Similar conclusions can be derived from the analysis of the kinetics of
ADF binding to F-actin maintained in different structural states by
phalloidin, by proteolytic modification, or by capping by gelsolin. The
highly ordered structure of the filament stabilized by phalloidin or
Pi/BeF3
is not favorable
for ADF binding. In contrast, ADF binds faster and in a non-cooperative
fashion to gelsolin-capped filaments or to filaments assembled from
subtilisin-cleaved actin, which both display a bridge of density
connecting the two strands of the long pitch helix (27), which suggests
that the structure of the filaments in which lateral bonds are
strengthened is favorable for ADF binding.
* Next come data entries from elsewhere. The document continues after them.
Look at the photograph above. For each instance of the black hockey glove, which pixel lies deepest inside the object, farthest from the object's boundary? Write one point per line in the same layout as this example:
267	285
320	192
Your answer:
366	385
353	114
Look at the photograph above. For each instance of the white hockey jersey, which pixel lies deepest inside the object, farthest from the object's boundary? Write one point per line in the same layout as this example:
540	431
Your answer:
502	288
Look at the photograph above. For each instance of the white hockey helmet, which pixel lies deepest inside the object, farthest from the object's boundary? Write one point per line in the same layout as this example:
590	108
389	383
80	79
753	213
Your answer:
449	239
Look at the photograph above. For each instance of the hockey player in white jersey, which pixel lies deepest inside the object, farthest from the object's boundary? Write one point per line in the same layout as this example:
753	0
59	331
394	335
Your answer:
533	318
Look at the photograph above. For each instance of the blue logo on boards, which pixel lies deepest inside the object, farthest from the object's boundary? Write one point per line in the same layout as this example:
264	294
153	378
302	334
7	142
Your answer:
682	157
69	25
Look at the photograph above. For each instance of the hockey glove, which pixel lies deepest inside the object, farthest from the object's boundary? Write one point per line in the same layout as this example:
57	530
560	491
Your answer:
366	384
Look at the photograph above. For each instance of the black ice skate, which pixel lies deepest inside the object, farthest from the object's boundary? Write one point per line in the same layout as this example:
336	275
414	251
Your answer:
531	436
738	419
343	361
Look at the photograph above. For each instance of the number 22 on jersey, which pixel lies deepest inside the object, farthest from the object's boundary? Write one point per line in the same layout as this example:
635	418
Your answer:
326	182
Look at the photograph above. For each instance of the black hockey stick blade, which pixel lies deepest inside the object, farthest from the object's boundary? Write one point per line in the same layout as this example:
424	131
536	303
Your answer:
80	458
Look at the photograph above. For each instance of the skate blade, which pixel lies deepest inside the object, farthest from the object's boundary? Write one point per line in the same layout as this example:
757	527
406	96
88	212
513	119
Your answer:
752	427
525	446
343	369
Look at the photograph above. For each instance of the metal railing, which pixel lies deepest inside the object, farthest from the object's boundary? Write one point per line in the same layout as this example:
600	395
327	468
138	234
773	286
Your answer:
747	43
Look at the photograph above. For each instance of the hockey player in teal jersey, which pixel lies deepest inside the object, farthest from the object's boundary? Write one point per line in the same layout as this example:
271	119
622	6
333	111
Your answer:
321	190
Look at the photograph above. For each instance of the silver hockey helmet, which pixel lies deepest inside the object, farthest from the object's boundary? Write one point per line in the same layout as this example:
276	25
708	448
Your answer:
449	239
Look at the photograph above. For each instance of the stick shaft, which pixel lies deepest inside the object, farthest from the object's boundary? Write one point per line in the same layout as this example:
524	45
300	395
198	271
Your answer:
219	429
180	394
If ADF were binding
preferentially to bent regions of filaments, as proposed to account for
its putative severing function (11), opposite results would have been
obtained, i.e. ADF would have bound less easily to short
rod-like gelsolin-capped filaments and to subtilisin-cleaved F-actin,
which has a large persistence length (30). The cooperative change in
structure of the filament linked to ADF binding, accompanied by a
torsional movement (14) and a possible decrease in length, is expected to cause a large mechanical constraint if the filament is immobilized between two anchorage points. This constraint may result in breakage of
the filament, which has in fact been observed in video microscopy experiments when filaments were immobilized on myosin heads in rigor
prior to addition of ADF (11). In conclusion, our work brings more
support to the view (28, 29, 37, 43) that the variability of the
F-actin structure can be modulated by actin-binding proteins.
The fact that ADF binds faster to gelsolin-capped filaments may be
physiologically relevant in actin-based motility, as follows. The
forward movement of the leading edge is thought to be due to the
steady-state barbed end growth of non-capped filaments at the membrane,
whereas filaments that dissociate from the membrane become capped and
undergo depolymerization from their pointed ends at the rear of the
lamellipodium (15). The present results suggest that ADF may enhance
the treadmilling process supporting protrusion of the lamellipodium by
binding selectively to the capped filaments and activating their
depolymerization, whereas the uncapped filaments at the front would be
less accessible to ADF and therefore would keep a stiffer structure
appropriate for pseudopod extension. The presence of rigid stretches of
F-actin·ADP·Pi subunits (30) at the growing barbed
ends, which remain ADF-free, would further enhance the functional
sorting of filaments. Further experiments will have to be designed to
test the possibility that, in modulating the structure of the
filaments, ADF may as well generate spatial order in the cell,
e.g. in selecting different types of myosin motors to
translocate particles to and from different subcellular locations.